Ealey hears her name from the bench. She looks over to see her sister and injured teammate, Nadine, motion to her, telling her to smile. Kaila Ealey turns back to the court, her expression unchanged.
“I’m really competitive, so I’m always into the game, but it’s not an attitude,” Ealey said “It’s just that I want the job done, but I’m never mad. I’ve been working on smiling more this season.”
Ealey’s intensity is omnipresent on the court. The junior guard is hard to miss, handling the ball on most every Caps possession. On average, she contributes a third of the team’s points. Her agile speed helps her dart into the passing lane and lead the the Caps fast break.
“It’s very difficult for other teams to pressure us,” Broughton coach Brad McCorkle said. “There’s really not a press that’s designed that’s going to stop Kaila very effectively. ... Everything we do is based upon the idea of getting the ball up the floor quickly, and there’s nobody that I’ve seen that gets the ball up the court any more quickly than Kaila does.”

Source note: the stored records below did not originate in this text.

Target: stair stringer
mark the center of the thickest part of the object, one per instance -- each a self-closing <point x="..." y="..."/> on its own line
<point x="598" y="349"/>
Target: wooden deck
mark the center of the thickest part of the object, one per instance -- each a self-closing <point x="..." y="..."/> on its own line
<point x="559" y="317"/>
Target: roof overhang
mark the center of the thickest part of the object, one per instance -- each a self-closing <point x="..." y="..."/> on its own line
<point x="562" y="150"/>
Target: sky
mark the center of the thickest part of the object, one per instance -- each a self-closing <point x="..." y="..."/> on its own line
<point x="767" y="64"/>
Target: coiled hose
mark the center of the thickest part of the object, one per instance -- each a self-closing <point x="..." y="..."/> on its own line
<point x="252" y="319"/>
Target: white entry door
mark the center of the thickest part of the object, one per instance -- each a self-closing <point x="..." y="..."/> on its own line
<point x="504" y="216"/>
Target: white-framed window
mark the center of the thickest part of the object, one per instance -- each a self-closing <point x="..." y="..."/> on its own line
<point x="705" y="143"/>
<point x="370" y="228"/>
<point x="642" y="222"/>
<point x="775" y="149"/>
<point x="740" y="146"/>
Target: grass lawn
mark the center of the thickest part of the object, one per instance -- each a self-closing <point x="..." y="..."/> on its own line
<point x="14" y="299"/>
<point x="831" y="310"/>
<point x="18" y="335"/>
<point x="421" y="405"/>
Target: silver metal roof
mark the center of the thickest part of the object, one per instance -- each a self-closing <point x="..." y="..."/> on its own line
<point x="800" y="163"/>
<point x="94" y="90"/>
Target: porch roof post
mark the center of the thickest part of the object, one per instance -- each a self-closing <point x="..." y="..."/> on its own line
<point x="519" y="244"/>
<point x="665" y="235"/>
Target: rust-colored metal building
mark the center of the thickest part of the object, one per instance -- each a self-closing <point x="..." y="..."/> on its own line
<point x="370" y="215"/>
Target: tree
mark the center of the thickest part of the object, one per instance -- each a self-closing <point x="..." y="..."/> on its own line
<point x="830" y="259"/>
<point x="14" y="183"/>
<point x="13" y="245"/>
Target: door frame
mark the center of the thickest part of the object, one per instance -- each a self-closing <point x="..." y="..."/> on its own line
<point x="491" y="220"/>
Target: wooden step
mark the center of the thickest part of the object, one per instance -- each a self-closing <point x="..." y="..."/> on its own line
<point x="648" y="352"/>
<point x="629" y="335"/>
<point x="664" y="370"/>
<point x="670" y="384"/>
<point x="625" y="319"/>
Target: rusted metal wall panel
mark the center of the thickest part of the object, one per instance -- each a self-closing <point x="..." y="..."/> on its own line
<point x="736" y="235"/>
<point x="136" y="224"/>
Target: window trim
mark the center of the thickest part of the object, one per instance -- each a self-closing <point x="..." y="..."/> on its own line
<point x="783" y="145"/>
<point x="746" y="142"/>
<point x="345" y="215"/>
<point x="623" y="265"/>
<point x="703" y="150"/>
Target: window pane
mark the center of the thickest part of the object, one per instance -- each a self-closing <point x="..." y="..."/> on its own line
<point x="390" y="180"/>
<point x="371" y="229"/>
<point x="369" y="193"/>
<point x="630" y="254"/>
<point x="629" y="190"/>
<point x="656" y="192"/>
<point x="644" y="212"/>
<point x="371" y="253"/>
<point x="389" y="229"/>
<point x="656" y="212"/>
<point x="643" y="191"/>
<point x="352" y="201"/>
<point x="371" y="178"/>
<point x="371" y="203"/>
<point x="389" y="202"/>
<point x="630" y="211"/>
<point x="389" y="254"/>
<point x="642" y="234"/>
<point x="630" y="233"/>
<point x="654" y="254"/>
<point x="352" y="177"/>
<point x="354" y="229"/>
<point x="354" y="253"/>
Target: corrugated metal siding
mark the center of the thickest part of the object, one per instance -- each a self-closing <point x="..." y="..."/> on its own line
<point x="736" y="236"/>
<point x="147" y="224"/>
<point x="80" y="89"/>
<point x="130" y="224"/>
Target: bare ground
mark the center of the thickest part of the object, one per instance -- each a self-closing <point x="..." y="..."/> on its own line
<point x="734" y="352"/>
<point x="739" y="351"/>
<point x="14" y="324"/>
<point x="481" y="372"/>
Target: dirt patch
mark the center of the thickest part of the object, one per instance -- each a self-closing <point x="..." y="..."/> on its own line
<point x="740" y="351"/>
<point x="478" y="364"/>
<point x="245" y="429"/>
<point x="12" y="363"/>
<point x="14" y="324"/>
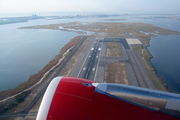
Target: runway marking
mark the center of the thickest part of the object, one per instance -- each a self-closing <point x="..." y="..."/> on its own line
<point x="84" y="61"/>
<point x="98" y="63"/>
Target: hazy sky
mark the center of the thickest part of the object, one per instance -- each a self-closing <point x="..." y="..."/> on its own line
<point x="141" y="6"/>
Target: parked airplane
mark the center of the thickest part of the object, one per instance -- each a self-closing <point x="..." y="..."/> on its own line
<point x="70" y="98"/>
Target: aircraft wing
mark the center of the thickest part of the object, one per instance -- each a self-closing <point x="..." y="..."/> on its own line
<point x="70" y="98"/>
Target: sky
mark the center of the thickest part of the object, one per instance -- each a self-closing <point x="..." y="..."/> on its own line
<point x="95" y="6"/>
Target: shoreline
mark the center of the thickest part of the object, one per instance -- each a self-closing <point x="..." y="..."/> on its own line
<point x="36" y="78"/>
<point x="154" y="70"/>
<point x="159" y="78"/>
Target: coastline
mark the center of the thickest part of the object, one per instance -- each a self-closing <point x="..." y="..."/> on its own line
<point x="36" y="78"/>
<point x="162" y="82"/>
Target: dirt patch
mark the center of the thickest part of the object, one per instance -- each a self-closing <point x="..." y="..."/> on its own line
<point x="116" y="73"/>
<point x="113" y="50"/>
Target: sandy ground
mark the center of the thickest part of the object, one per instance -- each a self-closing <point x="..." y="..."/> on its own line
<point x="72" y="62"/>
<point x="116" y="73"/>
<point x="113" y="50"/>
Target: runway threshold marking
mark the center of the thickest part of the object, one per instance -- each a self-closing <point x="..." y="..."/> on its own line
<point x="98" y="63"/>
<point x="85" y="60"/>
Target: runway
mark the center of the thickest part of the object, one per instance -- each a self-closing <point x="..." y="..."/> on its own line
<point x="91" y="64"/>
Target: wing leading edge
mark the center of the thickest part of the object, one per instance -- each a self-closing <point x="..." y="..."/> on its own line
<point x="69" y="98"/>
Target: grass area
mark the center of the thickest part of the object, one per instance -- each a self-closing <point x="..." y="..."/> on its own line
<point x="147" y="56"/>
<point x="116" y="73"/>
<point x="113" y="50"/>
<point x="18" y="99"/>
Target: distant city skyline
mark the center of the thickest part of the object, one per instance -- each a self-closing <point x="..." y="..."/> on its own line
<point x="90" y="6"/>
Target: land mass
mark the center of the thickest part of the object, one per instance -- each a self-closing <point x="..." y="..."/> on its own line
<point x="100" y="29"/>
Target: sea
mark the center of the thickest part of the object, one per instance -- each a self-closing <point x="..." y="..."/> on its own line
<point x="24" y="52"/>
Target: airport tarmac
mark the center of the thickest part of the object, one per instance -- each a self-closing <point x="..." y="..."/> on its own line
<point x="92" y="63"/>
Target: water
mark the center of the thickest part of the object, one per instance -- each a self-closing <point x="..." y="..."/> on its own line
<point x="23" y="52"/>
<point x="166" y="59"/>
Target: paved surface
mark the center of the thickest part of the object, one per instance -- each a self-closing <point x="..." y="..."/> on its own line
<point x="91" y="64"/>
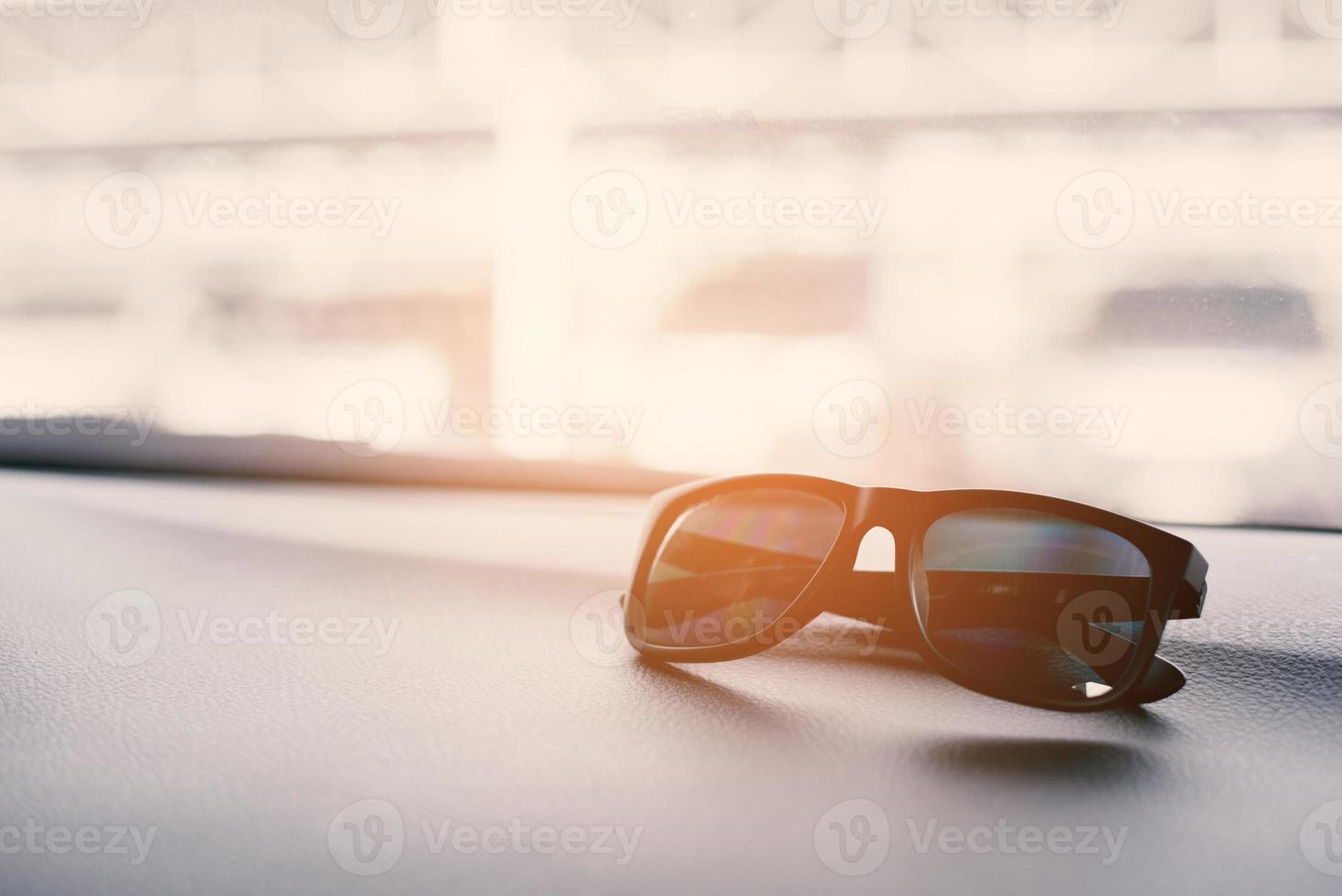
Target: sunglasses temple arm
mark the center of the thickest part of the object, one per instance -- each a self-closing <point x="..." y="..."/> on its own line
<point x="868" y="597"/>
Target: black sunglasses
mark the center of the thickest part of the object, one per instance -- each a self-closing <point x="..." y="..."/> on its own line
<point x="1023" y="597"/>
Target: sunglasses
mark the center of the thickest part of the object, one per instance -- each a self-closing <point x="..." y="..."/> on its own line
<point x="1023" y="597"/>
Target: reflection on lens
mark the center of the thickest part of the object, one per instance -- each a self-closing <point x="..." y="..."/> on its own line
<point x="1047" y="606"/>
<point x="733" y="565"/>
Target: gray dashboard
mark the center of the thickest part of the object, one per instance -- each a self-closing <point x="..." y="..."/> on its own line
<point x="482" y="732"/>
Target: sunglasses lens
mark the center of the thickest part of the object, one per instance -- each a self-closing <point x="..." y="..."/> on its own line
<point x="1049" y="606"/>
<point x="730" y="566"/>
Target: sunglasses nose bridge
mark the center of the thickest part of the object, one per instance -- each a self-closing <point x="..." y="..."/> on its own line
<point x="882" y="507"/>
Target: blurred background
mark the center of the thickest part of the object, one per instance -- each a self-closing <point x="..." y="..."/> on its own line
<point x="1083" y="247"/>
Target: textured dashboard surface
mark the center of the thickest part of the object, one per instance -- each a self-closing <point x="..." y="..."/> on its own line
<point x="494" y="697"/>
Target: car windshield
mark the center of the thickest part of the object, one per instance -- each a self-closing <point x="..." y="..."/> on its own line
<point x="1081" y="247"/>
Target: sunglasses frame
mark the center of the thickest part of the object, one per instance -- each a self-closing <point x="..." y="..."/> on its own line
<point x="1177" y="589"/>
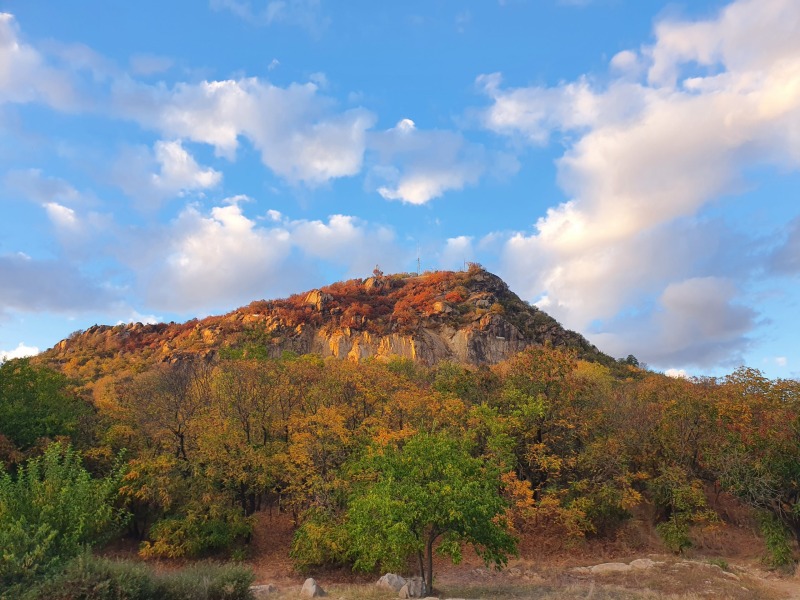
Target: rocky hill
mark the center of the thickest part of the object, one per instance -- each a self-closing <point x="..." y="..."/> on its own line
<point x="469" y="317"/>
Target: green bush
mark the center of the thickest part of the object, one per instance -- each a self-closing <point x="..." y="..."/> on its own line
<point x="777" y="539"/>
<point x="50" y="512"/>
<point x="90" y="578"/>
<point x="201" y="531"/>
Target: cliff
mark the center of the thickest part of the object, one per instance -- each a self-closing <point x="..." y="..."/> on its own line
<point x="468" y="317"/>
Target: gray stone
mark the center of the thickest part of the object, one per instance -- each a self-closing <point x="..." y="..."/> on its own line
<point x="414" y="588"/>
<point x="643" y="563"/>
<point x="311" y="589"/>
<point x="392" y="582"/>
<point x="605" y="568"/>
<point x="263" y="591"/>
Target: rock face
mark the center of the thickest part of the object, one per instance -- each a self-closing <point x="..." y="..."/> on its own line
<point x="465" y="317"/>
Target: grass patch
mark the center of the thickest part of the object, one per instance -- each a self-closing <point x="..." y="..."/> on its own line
<point x="91" y="578"/>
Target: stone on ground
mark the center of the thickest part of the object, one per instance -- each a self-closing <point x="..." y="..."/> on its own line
<point x="311" y="589"/>
<point x="391" y="581"/>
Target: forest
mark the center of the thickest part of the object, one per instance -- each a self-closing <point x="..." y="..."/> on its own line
<point x="382" y="464"/>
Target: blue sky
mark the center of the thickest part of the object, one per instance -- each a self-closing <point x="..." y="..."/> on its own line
<point x="630" y="166"/>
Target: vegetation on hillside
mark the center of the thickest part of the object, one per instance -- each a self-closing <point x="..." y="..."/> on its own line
<point x="543" y="443"/>
<point x="379" y="463"/>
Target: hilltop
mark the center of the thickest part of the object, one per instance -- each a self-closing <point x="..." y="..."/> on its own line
<point x="469" y="317"/>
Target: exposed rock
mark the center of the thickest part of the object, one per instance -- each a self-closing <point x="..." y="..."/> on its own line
<point x="605" y="568"/>
<point x="442" y="308"/>
<point x="644" y="563"/>
<point x="311" y="589"/>
<point x="318" y="299"/>
<point x="414" y="588"/>
<point x="391" y="581"/>
<point x="375" y="284"/>
<point x="452" y="319"/>
<point x="263" y="591"/>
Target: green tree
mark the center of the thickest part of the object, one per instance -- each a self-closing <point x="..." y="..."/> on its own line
<point x="50" y="512"/>
<point x="431" y="489"/>
<point x="37" y="402"/>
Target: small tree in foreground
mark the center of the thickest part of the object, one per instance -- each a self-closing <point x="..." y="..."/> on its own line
<point x="431" y="489"/>
<point x="50" y="512"/>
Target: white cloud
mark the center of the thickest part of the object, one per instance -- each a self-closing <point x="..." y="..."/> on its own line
<point x="457" y="251"/>
<point x="221" y="259"/>
<point x="297" y="131"/>
<point x="62" y="216"/>
<point x="24" y="74"/>
<point x="34" y="186"/>
<point x="31" y="285"/>
<point x="179" y="171"/>
<point x="416" y="166"/>
<point x="302" y="13"/>
<point x="168" y="171"/>
<point x="21" y="351"/>
<point x="150" y="64"/>
<point x="643" y="159"/>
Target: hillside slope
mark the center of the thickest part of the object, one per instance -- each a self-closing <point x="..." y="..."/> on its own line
<point x="469" y="317"/>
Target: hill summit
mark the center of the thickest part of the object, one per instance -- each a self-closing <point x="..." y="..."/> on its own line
<point x="469" y="317"/>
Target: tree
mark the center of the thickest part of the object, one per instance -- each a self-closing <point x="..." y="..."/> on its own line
<point x="50" y="512"/>
<point x="430" y="489"/>
<point x="37" y="402"/>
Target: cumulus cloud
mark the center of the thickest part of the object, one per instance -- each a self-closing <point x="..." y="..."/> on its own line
<point x="416" y="166"/>
<point x="785" y="259"/>
<point x="31" y="285"/>
<point x="25" y="75"/>
<point x="21" y="351"/>
<point x="223" y="258"/>
<point x="645" y="155"/>
<point x="303" y="13"/>
<point x="166" y="171"/>
<point x="34" y="186"/>
<point x="298" y="132"/>
<point x="456" y="251"/>
<point x="150" y="64"/>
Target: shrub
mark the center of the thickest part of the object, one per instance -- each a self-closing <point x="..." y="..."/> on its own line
<point x="199" y="532"/>
<point x="50" y="512"/>
<point x="777" y="540"/>
<point x="91" y="578"/>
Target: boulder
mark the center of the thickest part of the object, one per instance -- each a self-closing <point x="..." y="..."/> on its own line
<point x="260" y="592"/>
<point x="414" y="588"/>
<point x="392" y="582"/>
<point x="311" y="589"/>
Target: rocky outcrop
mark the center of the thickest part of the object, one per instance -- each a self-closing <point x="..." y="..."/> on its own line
<point x="465" y="317"/>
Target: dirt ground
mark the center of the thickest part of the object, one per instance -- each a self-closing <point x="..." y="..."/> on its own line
<point x="725" y="563"/>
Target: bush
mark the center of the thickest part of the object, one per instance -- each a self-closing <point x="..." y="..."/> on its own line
<point x="199" y="532"/>
<point x="50" y="512"/>
<point x="91" y="578"/>
<point x="777" y="540"/>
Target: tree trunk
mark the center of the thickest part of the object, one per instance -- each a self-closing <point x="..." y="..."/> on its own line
<point x="429" y="575"/>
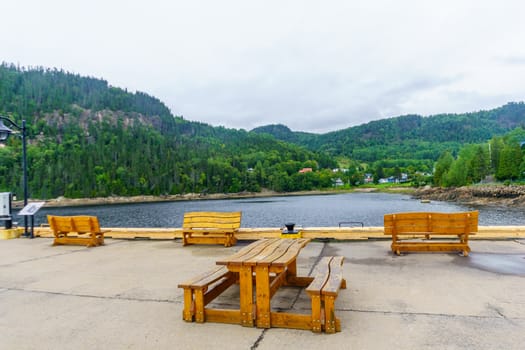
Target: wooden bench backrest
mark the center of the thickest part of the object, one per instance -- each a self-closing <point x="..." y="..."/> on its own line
<point x="212" y="220"/>
<point x="431" y="223"/>
<point x="79" y="224"/>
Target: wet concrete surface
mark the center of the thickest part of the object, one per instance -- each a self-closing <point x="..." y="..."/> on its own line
<point x="124" y="295"/>
<point x="505" y="264"/>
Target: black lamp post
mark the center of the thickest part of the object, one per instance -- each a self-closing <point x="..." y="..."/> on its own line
<point x="4" y="134"/>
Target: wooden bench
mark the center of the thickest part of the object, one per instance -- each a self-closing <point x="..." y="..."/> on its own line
<point x="201" y="290"/>
<point x="323" y="291"/>
<point x="211" y="228"/>
<point x="454" y="227"/>
<point x="69" y="230"/>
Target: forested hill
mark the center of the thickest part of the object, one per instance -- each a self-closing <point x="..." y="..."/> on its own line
<point x="410" y="136"/>
<point x="89" y="139"/>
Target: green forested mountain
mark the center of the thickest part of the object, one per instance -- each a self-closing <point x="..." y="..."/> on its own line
<point x="410" y="136"/>
<point x="87" y="139"/>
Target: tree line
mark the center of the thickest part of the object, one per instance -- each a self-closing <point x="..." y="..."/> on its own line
<point x="89" y="139"/>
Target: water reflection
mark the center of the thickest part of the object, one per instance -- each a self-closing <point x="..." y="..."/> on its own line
<point x="306" y="211"/>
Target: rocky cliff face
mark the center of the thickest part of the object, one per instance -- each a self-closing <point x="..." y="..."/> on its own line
<point x="513" y="195"/>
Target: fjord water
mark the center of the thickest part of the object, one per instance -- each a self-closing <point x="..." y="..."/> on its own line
<point x="305" y="211"/>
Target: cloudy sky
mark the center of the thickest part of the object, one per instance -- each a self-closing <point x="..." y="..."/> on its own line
<point x="314" y="66"/>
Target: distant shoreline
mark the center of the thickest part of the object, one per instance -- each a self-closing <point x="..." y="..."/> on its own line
<point x="69" y="202"/>
<point x="497" y="195"/>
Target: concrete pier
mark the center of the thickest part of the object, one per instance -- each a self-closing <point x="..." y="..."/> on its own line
<point x="124" y="295"/>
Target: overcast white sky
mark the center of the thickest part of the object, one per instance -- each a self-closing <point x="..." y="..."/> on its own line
<point x="314" y="66"/>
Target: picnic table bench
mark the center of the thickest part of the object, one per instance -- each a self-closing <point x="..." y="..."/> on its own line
<point x="260" y="269"/>
<point x="210" y="228"/>
<point x="453" y="229"/>
<point x="70" y="230"/>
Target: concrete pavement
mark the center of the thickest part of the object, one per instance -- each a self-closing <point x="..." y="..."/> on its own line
<point x="124" y="295"/>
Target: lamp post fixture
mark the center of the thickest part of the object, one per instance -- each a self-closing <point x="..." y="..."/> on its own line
<point x="4" y="134"/>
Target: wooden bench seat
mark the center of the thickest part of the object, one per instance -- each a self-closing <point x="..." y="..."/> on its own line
<point x="71" y="230"/>
<point x="323" y="291"/>
<point x="453" y="229"/>
<point x="201" y="290"/>
<point x="210" y="228"/>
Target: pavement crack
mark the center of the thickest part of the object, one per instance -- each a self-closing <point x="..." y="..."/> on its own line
<point x="117" y="297"/>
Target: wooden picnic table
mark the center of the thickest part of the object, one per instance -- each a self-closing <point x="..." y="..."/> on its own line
<point x="271" y="263"/>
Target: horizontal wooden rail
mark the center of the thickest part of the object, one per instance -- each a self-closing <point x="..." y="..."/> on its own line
<point x="341" y="233"/>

Ealey’s performance has helped lead the Caps to a season worth smiling about through the first half of conference play. Broughton (14-2) is undefeated in the Cap Eight. Her 20.8 points per game ranks seventh among area girls basketball players.
She currently has offers from George Mason, East Carolina, Indiana State and UNC-Chartlotte.
“She’s always playing hard, always going fast and consistent,” McCorkle said. “She’s always there. She’s clearly our leader. ... When you watch Kaila, everyone sees the defense, the scoring and the speed, but the big thing is how she makes her teammates better.”
Ealey led the Caps in scoring with 12.4 points as a sophomore and 10.1 as a freshman, but this year, she is settling more into a leadership role.
“Last year I was too scared as an underclassmen to speak up even though I should have,” Ealey said. “I feel like this year, I can speak a little more.”